Destroy HyperShift Operator
# Render the manifests that were installed
bin/hypershift install render > hypershift-manifests.yaml
# delete the controller
oc delete ns hypershift
# Delete using the rendered manifests
oc delete -f hypershift-manifests.yaml
Troubleshooting
Verify CPO Image in Use
oc get pods -n clusters-${HOSTED_CLUSTER_NAME} -l app=control-plane-operator
oc get deployment -n clusters-${HOSTED_CLUSTER_NAME} \
-l hypershift.openshift.io/control-plane-component \
-o jsonpath='{.items[*].spec.template.spec.containers[*].image}'
Verify NLBSecurityGroupMode in CCM Config
oc get configmap aws-cloud-config -n clusters-${HOSTED_CLUSTER_NAME} \
-o jsonpath='{.data.aws\.conf}' | grep NLBSecurityGroupMode
IAM Permissions for Control Plane Components
Extract credentials from the CCM pod to validate IAM permissions:
CCM_POD=$(oc get pod -l app=cloud-controller-manager \
-n clusters-${HOSTED_CLUSTER_NAME} \
-o jsonpath='{.items[0].metadata.name}')
COMPONENT_IAM_ROLE=$(oc exec ${CCM_POD} \
-c cloud-controller-manager \
-n clusters-${HOSTED_CLUSTER_NAME} \
-- cat /etc/kubernetes/secrets/cloud-provider/credentials \
| grep role_arn | awk -F"= " '{print$2}')

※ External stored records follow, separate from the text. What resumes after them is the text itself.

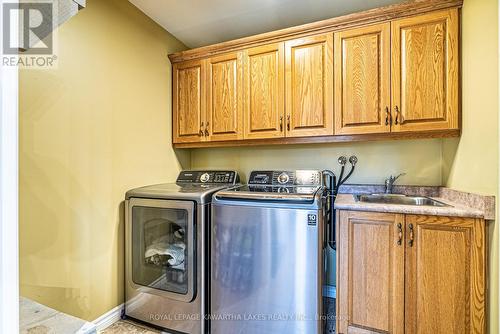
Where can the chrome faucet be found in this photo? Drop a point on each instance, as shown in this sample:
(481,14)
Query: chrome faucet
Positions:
(389,182)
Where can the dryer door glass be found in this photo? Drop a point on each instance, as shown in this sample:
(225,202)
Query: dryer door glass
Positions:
(162,248)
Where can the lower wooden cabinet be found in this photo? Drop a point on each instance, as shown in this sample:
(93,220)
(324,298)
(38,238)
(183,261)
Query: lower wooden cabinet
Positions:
(410,274)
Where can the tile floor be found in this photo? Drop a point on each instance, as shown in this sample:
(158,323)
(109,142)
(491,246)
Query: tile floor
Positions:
(129,327)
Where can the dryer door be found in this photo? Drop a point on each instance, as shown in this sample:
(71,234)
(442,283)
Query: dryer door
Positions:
(161,256)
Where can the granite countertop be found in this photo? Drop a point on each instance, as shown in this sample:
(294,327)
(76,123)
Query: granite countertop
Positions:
(461,204)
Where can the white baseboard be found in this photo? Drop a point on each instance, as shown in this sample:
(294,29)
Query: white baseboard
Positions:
(109,318)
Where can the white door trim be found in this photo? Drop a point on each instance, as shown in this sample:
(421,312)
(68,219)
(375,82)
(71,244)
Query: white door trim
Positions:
(9,255)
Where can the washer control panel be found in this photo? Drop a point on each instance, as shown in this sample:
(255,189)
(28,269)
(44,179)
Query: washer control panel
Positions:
(286,178)
(230,177)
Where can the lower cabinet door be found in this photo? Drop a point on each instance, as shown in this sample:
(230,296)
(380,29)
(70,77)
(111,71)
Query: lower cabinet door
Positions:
(445,275)
(370,272)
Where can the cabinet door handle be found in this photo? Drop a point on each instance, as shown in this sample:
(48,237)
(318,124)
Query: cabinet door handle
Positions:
(400,234)
(207,133)
(399,116)
(410,242)
(201,130)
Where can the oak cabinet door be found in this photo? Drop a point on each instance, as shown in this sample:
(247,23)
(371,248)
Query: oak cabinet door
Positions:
(225,97)
(370,273)
(425,75)
(263,90)
(189,101)
(309,86)
(362,80)
(445,275)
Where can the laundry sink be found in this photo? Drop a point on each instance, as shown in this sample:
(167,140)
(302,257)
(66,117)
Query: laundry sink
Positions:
(397,199)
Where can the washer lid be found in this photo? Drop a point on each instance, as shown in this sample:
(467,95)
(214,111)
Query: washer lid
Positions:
(201,193)
(303,194)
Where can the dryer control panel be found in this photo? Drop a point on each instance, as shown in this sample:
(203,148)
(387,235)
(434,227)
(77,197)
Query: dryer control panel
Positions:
(201,177)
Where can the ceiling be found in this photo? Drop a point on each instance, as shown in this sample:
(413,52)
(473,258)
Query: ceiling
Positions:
(203,22)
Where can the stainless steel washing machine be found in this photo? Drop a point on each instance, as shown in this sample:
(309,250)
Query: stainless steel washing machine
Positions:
(167,254)
(267,255)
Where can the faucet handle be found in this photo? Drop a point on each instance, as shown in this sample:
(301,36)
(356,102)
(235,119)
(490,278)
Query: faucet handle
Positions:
(393,179)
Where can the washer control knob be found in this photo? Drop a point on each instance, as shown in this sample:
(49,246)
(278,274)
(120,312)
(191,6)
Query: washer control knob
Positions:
(204,177)
(283,178)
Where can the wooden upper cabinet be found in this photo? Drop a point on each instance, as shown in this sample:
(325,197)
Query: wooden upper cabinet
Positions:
(362,80)
(225,97)
(370,289)
(189,101)
(425,76)
(263,92)
(309,86)
(445,275)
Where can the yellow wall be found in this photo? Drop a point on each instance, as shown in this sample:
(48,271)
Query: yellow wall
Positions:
(420,159)
(471,163)
(94,127)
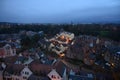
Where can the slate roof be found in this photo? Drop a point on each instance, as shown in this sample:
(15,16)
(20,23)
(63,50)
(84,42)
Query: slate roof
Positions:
(77,77)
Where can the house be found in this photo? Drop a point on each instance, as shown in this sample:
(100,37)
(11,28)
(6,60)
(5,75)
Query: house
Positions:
(12,72)
(83,75)
(7,50)
(58,72)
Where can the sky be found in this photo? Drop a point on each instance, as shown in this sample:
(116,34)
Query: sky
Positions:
(60,11)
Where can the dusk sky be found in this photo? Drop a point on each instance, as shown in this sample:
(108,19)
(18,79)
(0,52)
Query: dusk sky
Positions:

TOKEN_PATH=$(oc exec ${CCM_POD} \
-c cloud-controller-manager \
-n clusters-${HOSTED_CLUSTER_NAME} \
-- cat /etc/kubernetes/secrets/cloud-provider/credentials \
| grep web_identity | awk -F"= " '{print$2}')
COMPONENT_TOKEN=$(oc exec ${CCM_POD} \
-c cloud-controller-manager \
-n clusters-${HOSTED_CLUSTER_NAME} \
-- cat ${TOKEN_PATH})
Assume the role and get temporary credentials:
aws sts assume-role-with-web-identity \
--role-arn "${COMPONENT_IAM_ROLE}" \
--web-identity-token "${COMPONENT_TOKEN}" \
--role-session-name my-session \
--query "Credentials.[AccessKeyId,SecretAccessKey,SessionToken]" \
--output text \
| awk '{print "[default]\naws_region = us-east-1\naws_access_key_id = "$1"\naws_secret_access_key = "$2"\naws_session_token = "$3}' \
| tee ./workload-creds.conf
Verify identity and simulate permissions:
AWS_SHARED_CREDENTIALS_FILE=$PWD/workload-creds.conf \
aws sts get-caller-identity
aws iam simulate-principal-policy \
--policy-source-arn ${COMPONENT_IAM_ROLE} \
--action-names \
"elasticloadbalancing:DescribeLoadBalancers" \
"elasticloadbalancing:DescribeTargetGroupAttributes" \
| jq -r '(["EVAL_ACTION","EVAL_DECISION"] | (., map(length*"-"))),
(.EvaluationResults[] | [.EvalActionName, .EvalDecision ])
| @tsv' | column -t
Example output:
EVAL_ACTION EVAL_DECISION
----------- -------------
elasticloadbalancing:DescribeLoadBalancers allowed
elasticloadbalancing:DescribeTargetGroupAttributes implicitDeny
CCM OTE and Hypershift
This change requires merged PR to work as expected: https://github.com/openshift/cluster-cloud-controller-manager-operator/pull/464
Creating a HyperShift hosted cluster with NLB ingress
Some tests (e.g., should have security groups attached to default ingress
controller NLB) require the default ingress controller to use NLB type. By
default, HyperShift creates hosted clusters with a Classic Load Balancer (CLB)
for ingress.
To enable NLB, patch the HostedCluster's spec.configuration.ingress after
creation:
# Create the hosted cluster with TechPreview (required for AWSServiceLBNetworkSecurityGroup)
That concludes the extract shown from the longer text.